🤖 AI Summary
This work addresses the lack of human-like reasoning in high-level autonomous driving, particularly in long-tail scenarios and complex social interactions. It proposes reasoning as the core of system cognition and introduces a novel cognitive hierarchy framework that systematically defines seven fundamental challenges. The study comprehensively reviews recent advances from both architectural and evaluation perspectives, exploring pathways such as neuro-symbolic architectures, robust reasoning under uncertainty, and modeling implicit social negotiation through the integration of large language models and multimodal foundation models.

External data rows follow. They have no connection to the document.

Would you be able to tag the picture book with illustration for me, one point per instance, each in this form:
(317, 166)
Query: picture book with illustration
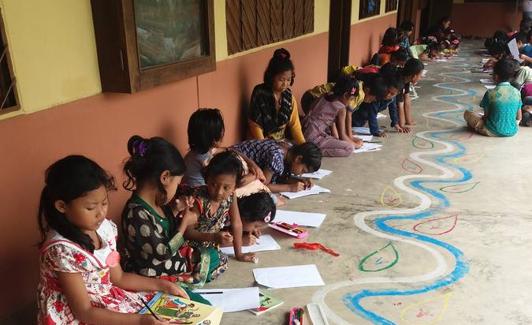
(267, 303)
(183, 311)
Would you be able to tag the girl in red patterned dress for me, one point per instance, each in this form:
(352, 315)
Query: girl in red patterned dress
(81, 280)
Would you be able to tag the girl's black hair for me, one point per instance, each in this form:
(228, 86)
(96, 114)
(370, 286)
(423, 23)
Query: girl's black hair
(400, 55)
(149, 158)
(256, 207)
(392, 76)
(505, 69)
(390, 37)
(279, 63)
(310, 155)
(444, 19)
(413, 67)
(406, 26)
(66, 180)
(224, 163)
(345, 84)
(205, 128)
(374, 83)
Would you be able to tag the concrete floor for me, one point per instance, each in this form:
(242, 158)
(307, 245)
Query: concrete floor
(470, 264)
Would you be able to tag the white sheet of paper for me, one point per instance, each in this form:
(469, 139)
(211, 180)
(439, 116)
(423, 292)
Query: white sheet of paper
(231, 300)
(315, 189)
(514, 50)
(365, 138)
(264, 243)
(361, 130)
(306, 219)
(289, 276)
(367, 147)
(319, 174)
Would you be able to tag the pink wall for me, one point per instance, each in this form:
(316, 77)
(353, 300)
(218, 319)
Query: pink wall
(366, 38)
(484, 18)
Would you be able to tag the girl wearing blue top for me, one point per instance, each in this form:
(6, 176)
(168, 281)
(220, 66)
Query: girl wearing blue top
(501, 105)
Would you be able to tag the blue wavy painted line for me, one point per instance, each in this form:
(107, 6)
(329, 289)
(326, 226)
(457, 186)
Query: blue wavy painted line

A critical tension is identified between the computational latency of large models and the real-time demands of vehicle control. Emphasizing deep integration of symbolic reasoning with physical control, the research advocates for “glass-box” interpretable agents and provides a theoretical framework and roadmap toward next-generation autonomous systems endowed with genuine understanding capabilities.
📝 Abstract
The development of high-level autonomous driving (AD) is shifting from perception-centric limitations to a more fundamental bottleneck, namely, a deficit in robust and generalizable reasoning. Although current AD systems manage structured environments, they consistently falter in long-tail scenarios and complex social interactions that require human-like judgment. Meanwhile, the advent of large language and multimodal models (LLMs and MLLMs) presents a transformative opportunity to integrate a powerful cognitive engine into AD systems, moving beyond pattern matching toward genuine comprehension. However, a systematic framework to guide this integration is critically lacking. To bridge this gap, we provide a comprehensive review of this emerging field and argue that reasoning should be elevated from a modular component to the system's cognitive core. Specifically, we first propose a novel Cognitive Hierarchy to decompose the monolithic driving task according to its cognitive and interactive complexity. Building on this, we further derive and systematize seven core reasoning challenges, such as the responsiveness-reasoning trade-off and social-game reasoning. Furthermore, we conduct a dual-perspective review of the state-of-the-art, analyzing both system-centric approaches to architecting intelligent agents and evaluation-centric practices for their validation. Our analysis reveals a clear trend toward holistic and interpretable "glass-box" agents. In conclusion, we identify a fundamental and unresolved tension between the high-latency, deliberative nature of LLM-based reasoning and the millisecond-scale, safety-critical demands of vehicle control. For future work, a primary objective is to bridge the symbolic-to-physical gap by developing verifiable neuro-symbolic architectures, robust reasoning under uncertainty, and scalable models for implicit social negotiation.